The Lapierre magic lemtern belonging to Bill and Peter's collection, which was used in Comrades.
Perhaps not being a pre-cinema scholar nor a historian gives me a different way of looking at these things. My project is a media audience study, building on mixed methods approaches I’ve used on work with The Wire and Benefits Street. But my own thinking, as I visit the museum and read the materials in the collection, is progressing from thinking about the lanternist as a narrative device (nothing new there) to understanding the hope (probably unrealized) for cinema to democratize representation ‘for the people’ and the advent of trade unions as being impossible to re-create / curate neutrally. In other words, could these stories be told without politics?
So far I have made two visits to the museum. The first trip was devoted to exploring the collection and being with the artefacts. The second included interviewing Phil Wickham and Peter Jewell about historical and political narratives in both Comrades and Phil’s curation. Following these visits, I interviewed Tom de Wit, curator of the Tolpuddle Martyrs Museum and I ran a workshop at the Tolpuddle Festival with the Radical Film Network, during which participants drew ‘maps’ of each others’ engagements with films, history and politics in the same way as I’m doing with Comrades.

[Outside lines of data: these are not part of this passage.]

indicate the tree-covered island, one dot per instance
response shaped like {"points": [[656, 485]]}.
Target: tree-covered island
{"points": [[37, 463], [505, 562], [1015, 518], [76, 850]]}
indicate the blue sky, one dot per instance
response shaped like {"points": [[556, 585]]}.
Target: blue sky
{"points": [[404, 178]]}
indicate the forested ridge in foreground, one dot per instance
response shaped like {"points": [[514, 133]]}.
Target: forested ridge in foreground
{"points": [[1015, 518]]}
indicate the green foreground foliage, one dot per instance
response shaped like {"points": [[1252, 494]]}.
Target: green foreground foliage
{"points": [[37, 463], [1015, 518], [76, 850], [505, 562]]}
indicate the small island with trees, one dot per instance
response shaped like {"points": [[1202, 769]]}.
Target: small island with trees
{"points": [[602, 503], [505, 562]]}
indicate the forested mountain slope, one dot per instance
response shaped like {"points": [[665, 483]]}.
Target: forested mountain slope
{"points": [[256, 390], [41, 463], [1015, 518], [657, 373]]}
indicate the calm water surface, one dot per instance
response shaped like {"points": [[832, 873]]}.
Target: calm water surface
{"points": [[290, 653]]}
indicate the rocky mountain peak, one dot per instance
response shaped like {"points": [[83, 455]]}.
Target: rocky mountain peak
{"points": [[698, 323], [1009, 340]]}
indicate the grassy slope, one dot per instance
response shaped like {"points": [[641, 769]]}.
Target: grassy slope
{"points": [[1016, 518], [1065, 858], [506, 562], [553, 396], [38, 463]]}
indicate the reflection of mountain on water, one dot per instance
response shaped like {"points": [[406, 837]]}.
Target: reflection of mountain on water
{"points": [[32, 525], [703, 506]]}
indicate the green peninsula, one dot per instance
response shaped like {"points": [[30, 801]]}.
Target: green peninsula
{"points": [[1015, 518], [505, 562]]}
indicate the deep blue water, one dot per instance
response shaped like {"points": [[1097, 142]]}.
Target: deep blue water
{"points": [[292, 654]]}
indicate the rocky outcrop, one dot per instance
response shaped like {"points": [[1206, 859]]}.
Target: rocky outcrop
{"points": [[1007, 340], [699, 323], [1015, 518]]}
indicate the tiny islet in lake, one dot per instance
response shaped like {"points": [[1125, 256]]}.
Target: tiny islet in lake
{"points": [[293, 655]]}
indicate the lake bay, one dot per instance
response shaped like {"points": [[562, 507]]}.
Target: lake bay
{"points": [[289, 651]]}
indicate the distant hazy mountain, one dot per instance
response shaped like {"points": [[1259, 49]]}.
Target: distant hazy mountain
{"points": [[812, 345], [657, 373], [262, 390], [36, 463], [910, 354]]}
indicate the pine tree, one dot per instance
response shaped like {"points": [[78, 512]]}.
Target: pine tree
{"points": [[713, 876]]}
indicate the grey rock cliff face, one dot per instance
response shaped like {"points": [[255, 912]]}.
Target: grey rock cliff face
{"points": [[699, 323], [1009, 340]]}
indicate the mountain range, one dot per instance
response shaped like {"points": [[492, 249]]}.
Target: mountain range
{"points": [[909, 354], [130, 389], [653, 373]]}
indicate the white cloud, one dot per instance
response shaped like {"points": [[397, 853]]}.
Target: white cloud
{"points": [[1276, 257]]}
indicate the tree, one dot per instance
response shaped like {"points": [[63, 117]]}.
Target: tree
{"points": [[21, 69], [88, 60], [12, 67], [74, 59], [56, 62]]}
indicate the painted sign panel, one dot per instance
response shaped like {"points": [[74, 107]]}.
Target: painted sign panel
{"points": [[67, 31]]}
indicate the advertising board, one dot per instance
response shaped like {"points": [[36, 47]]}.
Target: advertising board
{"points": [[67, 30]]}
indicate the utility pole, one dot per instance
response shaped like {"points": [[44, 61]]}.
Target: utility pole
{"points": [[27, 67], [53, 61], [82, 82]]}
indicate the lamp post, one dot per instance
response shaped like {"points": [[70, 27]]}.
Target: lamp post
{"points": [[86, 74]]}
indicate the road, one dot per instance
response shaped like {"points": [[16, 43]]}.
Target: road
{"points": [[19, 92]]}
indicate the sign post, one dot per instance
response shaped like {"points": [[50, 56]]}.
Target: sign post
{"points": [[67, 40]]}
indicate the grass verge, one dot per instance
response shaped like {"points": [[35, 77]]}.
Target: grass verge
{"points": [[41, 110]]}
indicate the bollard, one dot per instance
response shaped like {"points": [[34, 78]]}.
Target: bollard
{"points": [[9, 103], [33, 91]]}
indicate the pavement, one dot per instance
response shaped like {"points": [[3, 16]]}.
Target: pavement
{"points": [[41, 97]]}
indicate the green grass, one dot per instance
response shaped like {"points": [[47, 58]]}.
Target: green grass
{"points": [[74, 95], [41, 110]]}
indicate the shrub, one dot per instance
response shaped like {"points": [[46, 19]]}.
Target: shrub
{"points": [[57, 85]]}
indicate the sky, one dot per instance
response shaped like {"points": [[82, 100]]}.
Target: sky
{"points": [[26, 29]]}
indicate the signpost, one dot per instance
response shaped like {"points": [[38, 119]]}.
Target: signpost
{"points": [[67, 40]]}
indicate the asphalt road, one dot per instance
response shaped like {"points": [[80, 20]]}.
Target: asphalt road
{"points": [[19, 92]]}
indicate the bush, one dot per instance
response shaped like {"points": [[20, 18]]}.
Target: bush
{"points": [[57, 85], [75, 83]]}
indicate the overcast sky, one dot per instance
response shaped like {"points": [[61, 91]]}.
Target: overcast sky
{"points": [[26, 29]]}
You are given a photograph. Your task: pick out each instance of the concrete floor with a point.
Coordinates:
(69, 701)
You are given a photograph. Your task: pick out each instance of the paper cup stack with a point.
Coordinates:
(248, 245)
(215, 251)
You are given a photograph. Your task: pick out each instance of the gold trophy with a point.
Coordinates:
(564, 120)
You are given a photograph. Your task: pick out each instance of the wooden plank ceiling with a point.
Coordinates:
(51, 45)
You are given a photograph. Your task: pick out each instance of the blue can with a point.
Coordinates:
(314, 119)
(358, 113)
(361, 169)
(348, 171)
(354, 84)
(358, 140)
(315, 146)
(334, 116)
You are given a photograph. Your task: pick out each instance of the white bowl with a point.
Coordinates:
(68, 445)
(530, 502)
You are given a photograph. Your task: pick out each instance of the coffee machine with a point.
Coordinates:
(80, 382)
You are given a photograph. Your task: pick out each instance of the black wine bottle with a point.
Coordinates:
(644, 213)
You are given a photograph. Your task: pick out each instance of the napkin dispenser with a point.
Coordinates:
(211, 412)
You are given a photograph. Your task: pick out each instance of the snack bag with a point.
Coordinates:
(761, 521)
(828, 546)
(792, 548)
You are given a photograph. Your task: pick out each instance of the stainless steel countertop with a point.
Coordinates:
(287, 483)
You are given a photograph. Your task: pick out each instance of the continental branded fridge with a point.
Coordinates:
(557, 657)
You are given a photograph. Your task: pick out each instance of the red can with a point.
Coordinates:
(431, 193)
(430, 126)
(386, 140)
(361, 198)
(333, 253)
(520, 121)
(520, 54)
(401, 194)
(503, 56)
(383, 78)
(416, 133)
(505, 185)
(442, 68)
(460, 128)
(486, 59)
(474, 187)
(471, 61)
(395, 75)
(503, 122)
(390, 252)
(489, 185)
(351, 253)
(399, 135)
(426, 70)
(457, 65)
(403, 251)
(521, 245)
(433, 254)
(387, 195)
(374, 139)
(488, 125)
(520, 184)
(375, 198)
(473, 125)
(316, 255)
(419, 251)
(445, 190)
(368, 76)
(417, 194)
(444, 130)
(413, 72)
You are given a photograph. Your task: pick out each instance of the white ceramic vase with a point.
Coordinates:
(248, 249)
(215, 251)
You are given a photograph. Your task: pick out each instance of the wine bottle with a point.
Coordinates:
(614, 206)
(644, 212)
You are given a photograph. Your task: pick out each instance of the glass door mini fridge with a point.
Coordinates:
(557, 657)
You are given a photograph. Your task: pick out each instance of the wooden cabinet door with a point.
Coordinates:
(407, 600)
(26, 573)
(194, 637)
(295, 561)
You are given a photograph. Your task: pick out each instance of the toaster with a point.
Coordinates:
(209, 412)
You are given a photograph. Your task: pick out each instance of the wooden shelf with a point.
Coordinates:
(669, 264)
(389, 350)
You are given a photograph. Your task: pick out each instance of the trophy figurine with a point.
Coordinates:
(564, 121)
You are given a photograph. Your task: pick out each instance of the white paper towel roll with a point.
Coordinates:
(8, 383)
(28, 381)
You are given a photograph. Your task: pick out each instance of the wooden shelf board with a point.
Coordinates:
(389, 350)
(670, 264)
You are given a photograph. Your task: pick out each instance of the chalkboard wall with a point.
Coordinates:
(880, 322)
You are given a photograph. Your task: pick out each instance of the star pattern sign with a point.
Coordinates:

Getting people to draw maps, or other visual representations of the connections they make, helps us understand how our interpretations of films can bring to life history, politics and our own personal life stories.
Workshop at the Tolpuddle Festival
For me, Comrades sits in a space between my own political views and trade unionism, some deeply personal things to do with my late father, my working life and then the connection between all of those in my current geographical location when I’m at work. When I ask people to choose a film with political and historical meaning for them and then think about similar connections, usually they come up with rich, deep and personal stories. I use some ‘distancing’ techniques, putting people together in pairs and then groups, so that by the time they share their stories, they are combined into themes arising from several people. Then, with people’s consent, I photograph the ‘maps’ and use them as data for the research.
Next, I’ll be visiting the Shire Hall in Dorchester and finally bringing the curators from the three museums together for a discussion and another ‘mapping’ exercise back at the Bill Douglas Museum. Following that, I’ll be presenting the findings at conferences and writing up for a journal – whether my findings will be something I can generalize about – ie whether I find something out about films, history, politics and people more broadly, or whether what I discover is more specific to Comrades is, is at moment in time a ‘known unknown’.